The first recipe I used was ridiculously simple and delicious:

Malay banana fritters, or Godok Pisang:

Ingredients:

8-9 medium ripe bananas (those with blackened skin are perfect)
1 cup flour
3/4 teaspoon baking powder
1 teaspoon of salt
Oil for frying

Instructions:

Mash bananas into pulp (I used a potato masher). Add flour, baking powder, and salt. Mix well. Your batter should be thick.

Heat oil (about 2 inches deep) in wok or deep pan using medium heat.

Use a large spoon to scoop and drop the batter into the hot oil. Hold the spoon low and close to the oil, so you don’t get a nasty splatter.

Fry a few at a time until golden brown. Don’t put too many in the oil at once, because the oil temperature will drop too much and the dough will absorb oil and turn soggy. Repeat until batter is finished.

I did not follow this recipe exactly—I divided the ingredients list by three, added a little cinnamon to the batter, and put confectioners’ sugar on top of the cooked fritters.

The next banana dish I made was banana upside-down brownies—basically, brownies with carmelized bananas on top.
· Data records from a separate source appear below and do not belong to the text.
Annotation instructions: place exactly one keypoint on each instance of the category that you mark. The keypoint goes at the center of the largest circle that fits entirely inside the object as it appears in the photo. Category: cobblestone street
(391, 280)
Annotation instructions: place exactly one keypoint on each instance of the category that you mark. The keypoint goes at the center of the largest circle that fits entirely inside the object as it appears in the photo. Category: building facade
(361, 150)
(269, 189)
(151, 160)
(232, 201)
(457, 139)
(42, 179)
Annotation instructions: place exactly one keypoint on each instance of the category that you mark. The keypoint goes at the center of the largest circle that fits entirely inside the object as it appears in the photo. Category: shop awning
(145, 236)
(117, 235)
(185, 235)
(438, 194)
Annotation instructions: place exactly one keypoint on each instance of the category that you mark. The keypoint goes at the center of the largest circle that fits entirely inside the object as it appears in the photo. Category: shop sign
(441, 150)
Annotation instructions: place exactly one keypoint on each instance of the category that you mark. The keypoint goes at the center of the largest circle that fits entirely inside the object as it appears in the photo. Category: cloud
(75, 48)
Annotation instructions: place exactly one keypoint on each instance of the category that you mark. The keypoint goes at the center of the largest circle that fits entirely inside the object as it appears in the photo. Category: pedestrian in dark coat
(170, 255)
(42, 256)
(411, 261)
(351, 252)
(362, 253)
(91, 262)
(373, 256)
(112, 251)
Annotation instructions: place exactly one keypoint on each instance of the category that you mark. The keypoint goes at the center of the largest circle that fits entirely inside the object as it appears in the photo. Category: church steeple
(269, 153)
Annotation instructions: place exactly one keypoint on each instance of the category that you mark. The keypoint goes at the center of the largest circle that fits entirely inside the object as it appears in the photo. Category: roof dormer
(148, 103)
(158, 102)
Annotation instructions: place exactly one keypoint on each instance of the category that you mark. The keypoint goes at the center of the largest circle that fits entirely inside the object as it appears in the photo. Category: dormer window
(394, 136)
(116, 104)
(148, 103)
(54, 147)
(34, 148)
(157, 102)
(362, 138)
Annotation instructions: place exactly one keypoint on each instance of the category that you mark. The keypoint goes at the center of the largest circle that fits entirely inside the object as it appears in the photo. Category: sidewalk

I changed the recipe a lot; although I followed the instructions for the upside-down banana part, I used a different brownie recipe that I got from Epicurious.com because the original recipe used cocoa powder instead of melted chocolate, and seemed to make cakey rather than fudgy brownies.

Topping Ingredients:

1/3 cup plus 2 tablespoons (100 g) packed dark brown sugar
2 tablespoons butter; cubed, at room temperature
3-4 ripe medium bananas
A few drops of lemon juice

Brownie Ingredients:

2 sticks (1 cup) unsalted butter
8 ounces fine-quality bittersweet chocolate (not unsweetened), coarsely chopped
1 1/4 cups all-purpose flour
1 teaspoon baking powder
1/2 teaspoon salt
2 cups sugar
4 large eggs
2 teaspoons vanilla

Topping Instructions:

Place the brown sugar and water or butter in an 8×8-inch metal cake pan. Place the pan directly on the stove and warm over low heat, stirring until the sugar is the texture of wet sand.

If using water, simmer for about 45 seconds. If using butter, stir just until the sugar is moist and bubbling, then remove from heat. (It won’t be completely smooth, and there may be a few bare spots.) Let cool to room temperature.

Peel and slice the bananas in 1/4-inch slices. Arrange them, slightly overlapping, over the melted brown sugar. Sprinkle with a few drops of lemon juice.

Brownies Instructions:

Put oven rack in middle position and preheat oven to 350°F.

Melt butter and chocolate in a medium heatproof bowl and set over a saucepan of simmering water. Stir occasionally until smooth.

Whisk together flour, baking powder, and salt in a small bowl.

Whisk together sugar, eggs, and vanilla in a large bowl, then pour in chocolate mixture, whisking until combined well. Whisk in flour mixture, then pour batter over the bananas already in the baking pan.

Bake until top is shiny and set and sides have begun to pull away slightly (a wooden pick or skewer will not come out clean), about 35 minutes, for fudgy brownies; or until wooden pick or skewer comes out clean, 50 minutes to 1 hour total, for cakey brownies.

Cool brownies completely in pan on a rack. Invert onto a cutting board and cut into squares.

Not to toot my own horn, but these brownies were so good that I don’t know if I will ever want brownies without bananas again. So, actually, kind of to toot my own horn. But also in praise of bananas, for making the best desserts.

After all these banana escapades, I still had one left. I ate it.